El hidróxido de potasio disuelve la pared de lipopolisacáridos de las bacterias gram -. Si al mezclar la carga bacteriana con el hidróxido de potasio al 3%, se forma una masa espesa y pegajosa que se pega al asa de siembra, entonces indicará que es gram -.

Material:

  - Asa de siembra

-       - Mechero Bunsen

-       - Portaobjetos

-       - KOH al 3%

-       - Muestras 5 y 8

-       - Gradilla

-       - Agua destilada

-       - Matraz de 100 ml

-       - Balanza

-       - Pipeta Pasteur

-       - Vidrio de reloj.

Procedimiento:

1. Preparar el espacio de trabajo

2. Machacar el KOH para disminuir el tamaño de los granos

3. Pesar un poco más de 3,33 gramos

4. Echar agua destilada de base en el matraz.

5. Ir echando el KOH y removiendo, mientras se va echando más agua destilada.

6. Enrasar con la pipeta Pasteur hasta 100 ml.

7. Cogemos una gota de la solución realizada anteriormente y la depositamos en el portaobjetos.

8. Coger carga bacteriana con el asa de siembra de nuestra muestra. Esterilizando el asa y enfriando en un esquina.

9. Homogeneizar con la gota de KOH

Resultados e interpretación:

No hay ningún hilillo ni mucosa, por lo que la prueba será negativa para ambas muestras.

Práctica 14: Prueba de la oxidasa.

PRUEBA DE LA OXIDASA

Objetivo:

Poner la colonia en contacto con fenilendiamina para saber si sintetiza oxidasa, lo cual se manifiesta con un cambio de color.
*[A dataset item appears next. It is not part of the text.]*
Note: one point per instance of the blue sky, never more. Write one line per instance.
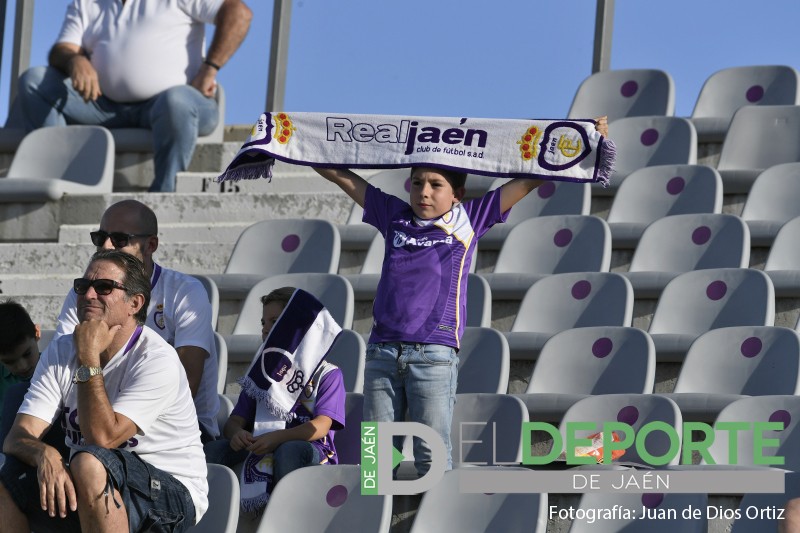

En este caso, el reactivo se presentará en tiras de papel absorbente con una zona reactiva.

Fundamento:

La oxidasa es la enzima que cataliza la transferencia de electrones del sustrato de oxígeno. Los microorganismos aerobios obtienen su energía por la respiración y la almacenan en forma de ATP, el oxígeno es reducido a partir de un sustrato orgánico que procede de la nutrición con la intervención de un sistema de transporte de electrones denominado cadena respiratoria, produciéndose agua o peróxido de hidrógeno según la especie microbiana.
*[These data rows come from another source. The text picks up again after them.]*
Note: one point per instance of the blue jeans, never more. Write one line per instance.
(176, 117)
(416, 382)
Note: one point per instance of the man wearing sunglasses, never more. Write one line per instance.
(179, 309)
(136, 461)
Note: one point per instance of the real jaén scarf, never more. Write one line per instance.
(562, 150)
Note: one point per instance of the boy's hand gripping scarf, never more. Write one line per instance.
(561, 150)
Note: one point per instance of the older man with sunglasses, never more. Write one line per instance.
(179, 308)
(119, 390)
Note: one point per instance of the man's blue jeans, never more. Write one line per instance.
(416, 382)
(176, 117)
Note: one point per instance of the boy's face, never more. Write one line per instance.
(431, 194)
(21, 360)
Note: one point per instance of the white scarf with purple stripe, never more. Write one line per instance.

Se detecta oxidasa en los microorganismos aerobios o anaerobios facultativos. Los anaerobios estrictos carecen de ella. Se determina a través de esta prueba la presencia o ausencia del enzima “citocromo oxidasa” en el microorganismo, el cual cataliza el último paso de transferencia de electrones desde un substrato inorgánico al oxígeno. Para ello se observa el cambio de color de un indicador de PH incoloro cuando está reducido y coloreado cuando se oxida. Entre los indicadores más utilizados se encuentran p-fenilendiamina, que por acción del citocromo oxidasa, da un compuesto químico indofenol que tiene color.

Material:

  - Asa de siembra

-       - Tiras reactivas impregnadas de fenilendiamina

-       - Mechero Bunsen

-       - Muestras 5 y 8

Procedimiento:

1. Preparar espacio de trabajo.

2. Esterilizar asa de siembra, enfriar en una zona sin colonias y coger inoculo bacterias.

3.  Depositar bacterias en la tira reactiva

Resultados e interpretación:

La tira no se ha coloreado de azul por lo que las pruebas serán negativas.
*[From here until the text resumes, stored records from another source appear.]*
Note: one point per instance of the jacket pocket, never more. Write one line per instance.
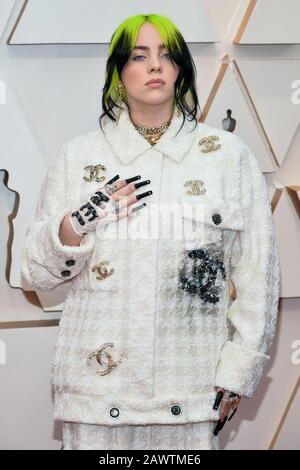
(204, 220)
(202, 271)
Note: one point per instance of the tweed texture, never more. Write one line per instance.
(163, 321)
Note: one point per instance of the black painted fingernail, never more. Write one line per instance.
(223, 422)
(232, 414)
(115, 178)
(142, 183)
(218, 400)
(137, 208)
(217, 427)
(134, 178)
(147, 193)
(220, 425)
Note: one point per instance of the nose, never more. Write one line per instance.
(155, 64)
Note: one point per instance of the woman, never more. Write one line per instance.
(145, 358)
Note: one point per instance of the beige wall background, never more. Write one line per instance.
(52, 62)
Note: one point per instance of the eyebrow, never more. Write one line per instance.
(146, 48)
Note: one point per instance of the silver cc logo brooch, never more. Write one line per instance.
(209, 143)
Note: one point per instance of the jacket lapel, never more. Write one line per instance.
(126, 142)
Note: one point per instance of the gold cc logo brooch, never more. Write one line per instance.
(93, 173)
(104, 359)
(102, 270)
(197, 187)
(209, 143)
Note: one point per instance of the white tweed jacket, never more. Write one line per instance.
(149, 326)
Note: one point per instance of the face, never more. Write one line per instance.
(146, 64)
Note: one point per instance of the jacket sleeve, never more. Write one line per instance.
(255, 273)
(45, 262)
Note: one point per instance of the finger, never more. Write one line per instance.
(129, 188)
(224, 408)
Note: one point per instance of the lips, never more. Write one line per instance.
(156, 81)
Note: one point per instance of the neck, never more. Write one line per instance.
(150, 117)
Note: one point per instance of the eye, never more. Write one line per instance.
(137, 56)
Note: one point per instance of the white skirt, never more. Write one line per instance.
(191, 436)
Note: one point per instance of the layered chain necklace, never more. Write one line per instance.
(152, 134)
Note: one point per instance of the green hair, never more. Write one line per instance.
(122, 42)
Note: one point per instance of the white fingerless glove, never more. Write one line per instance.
(98, 209)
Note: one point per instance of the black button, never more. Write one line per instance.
(114, 412)
(70, 262)
(175, 410)
(217, 219)
(66, 273)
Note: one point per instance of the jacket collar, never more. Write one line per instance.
(126, 142)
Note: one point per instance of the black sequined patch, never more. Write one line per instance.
(199, 275)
Práctica 13: Prueba de la catalasa

PRUEBA DE LA CATALASA

Objetivo:

La prueba consiste en añadir peróxido de hidrógeno a una colonia bacteriana y observar si se forman burbujas.

Fundamento:

La catalasa es un enzima que se encuentra en la mayoría de los microorganismos aerobios y anaerobios facultativos que contienen citocromo.

El peróxido de hidrógeno es un producto final de la degradación aeróbica oxidativa de los hidratos de carbono.

La catalasa actúa sobre el peróxido de hidrógeno descomponiéndolo en agua y oxígeno gas. Si acumulase el peróxido de hidrógeno en los microorganismos, estos morirían, por ello es fundamental la presencia de microorganismos de la catalasa. El peróxido de hidrógeno se libera formando burbujas.

Material:

-       - Asa de siembra

-       - Mechero Bunsen

-       - Muestras 5 y 8

-       - Dos tubos de ensayo

-       - Peróxido de hidrógeno

-       - Dos portaobjetos

Procedimiento:

1  1. Preparar lugar de trabajo

2  2. Echar agua oxigenada en los tos tubos de ensayo y una gota en cada portaobjetos.

3  3. Esterilizar asa de siembra, enfrar en una esquina en la que no hayan colonias y coger bacterias.

   4. Depositar dentro del tubo de ensayo u homogeneizar en el portaobjetos con la gota. De ambas maneras es válida la prueba.

Resultados e interpretación:

No han salido burbujas en ninguna, por lo que la prueba será negativa.